No, Trump is not planning to gut the First Amendment

No, Trump is not planning to gut the First Amendment

Reince Priebus sat down with ABC’s Jonathan Karl this weekend for yet another interview and managed to send the liberal enclaves of the nation to their battle stations yet again. Much of the segment covered a variety of useful topics on foreign policy, tax cuts and the legislative agenda. Nothing too noteworthy there, really. But Karl had to sneak in one question which was sure to drive some clicks on their web site and it had to do with Fake News and whether or not the White House should be able to sue outlets like the New York Times for lousy coverage. Claiming that a change to libel laws would require a change to the First Amendment, Karl asked Priebus if that was something that was on the table. His answer wasn’t exactly crystal clear.

KARL: I want to ask you about two things the President has said on related issues. First of all, there was what he said about opening up the libel laws. Tweeting “the failing New York Times has disgraced the media world. Gotten me wrong for two solid years. Change the libel laws?” That would require, as I understand it, a constitutional amendment. Is he really going to pursue that? Is that something he wants to pursue?

PRIEBUS: I think it’s something that we’ve looked at. How that gets executed or whether that goes anywhere is a different story. But when you have articles out there that have no basis or fact and we’re sitting here on 24/7 cable companies writing stories about constant contacts with Russia and all these other matters—

KARL: So you think the President should be able to sue the New York Times for stories he doesn’t like?

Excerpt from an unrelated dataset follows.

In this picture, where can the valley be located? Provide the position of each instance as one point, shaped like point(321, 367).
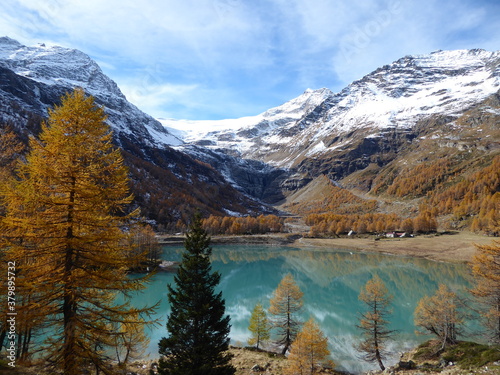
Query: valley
point(419, 136)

PRIEBUS: Here’s what I think. I think that newspapers and news agencies need to be more responsible with how they report the news. I am so tired.

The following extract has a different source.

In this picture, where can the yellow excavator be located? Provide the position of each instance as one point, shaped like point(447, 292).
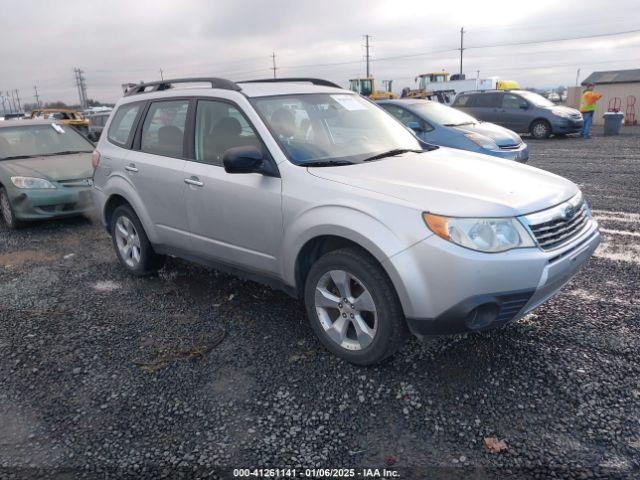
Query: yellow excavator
point(367, 88)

That was all it took for the Left to douse their own hair in lighter fluid and break out the matches. One of the leaders of that combustible pack was Josh Marshall at Talking Points Memo who dashed to the ramparts with a piece carrying the alarming title, Priebus: Trump Considering Amending or Abolishing 1st Amendment. What follows is a tantalizing example of reading what you want into an interview. (Emphasis in original)

Karl says, accurately, that that kind of clampdown on 1st Amendment rights would require amending the Constitution. Is that what Priebus means, Karl asks? Yes, it is, says Priebus.

Now one might respond to this saying, ‘Okay, technically that’s what he said. But he probably doesn’t actually mean it.’

To which I think the answer is, sure maybe he doesn’t mean but why would anyone assume that? He said it and repeated it. The changes President Trump wants are blocked by decades of decades of jurisprudence which is little contested, unlike other hot button points of constitutional law. If you want what Trump wants, you have to amend the constitution – and not the constitution in general but the 1st Amendment specifically. Amending the 1st Amendment to allow the head of state to sue people who say things he doesn’t like amounts to abolishing it.

That’s just a classic case of reading the tea leaves in a muddled segment of a discussion and finding what you wanted to hear. First of all, just listening to Reince’s tone during that portion of the interview you could tell he was tired of the entire conversation and was tossing out a throwaway line. But the question Karl asks staggers a bit and takes in a couple of hypotheticals. He specifically asks the question of whether or not the President was serious about “changing the libel laws.” He follows that up with his own inserted supposition that it would require a constitutional amendment, something Trump didn’t mention in the tweet in question. Priebus, with the aforementioned exhausted tone in his voice says, “I think that’s something we’ve looked at.”

You think? And specifically what is it that you think you’ve looked at? The default answer, absent any further clarification from Priebus, was that they may have looked at changing the libel laws. Just for the record, Congress doesn’t require a constitutional amendment to change any laws. Granted, the change may be immediately challenged and subsequently shot down in the courts if it goes too far, but that doesn’t stop them from changing them initially. In fact, Reince’s next sentence goes on to say “how that gets executed or whether that goes anywhere” is up in the air. I’m pretty sure he knows how the Constitution is amended so it seems rather obvious that he was talking about the libel laws, not a constitutional amendment.

All of this leaves aside the fact that we’re talking about something so far off in fantasy land that neither Priebus nor Trump would be “seriously” talking about it anyway. (Which doesn’t preclude some early morning tweets on the subject, I’m sure.) Nobody is going to support gutting or eliminating the First Amendment. Suggesting that they are is just a sad form of hyperbole from the cheerleaders of a Democratic Party in disarray and flummoxed over what to do when fighting from the minority. I’m sure Josh can find plenty of other things that the President is actually doing or proposing to complain about until the cows come home. There’s no need to invent new bits of red meat out of thin air.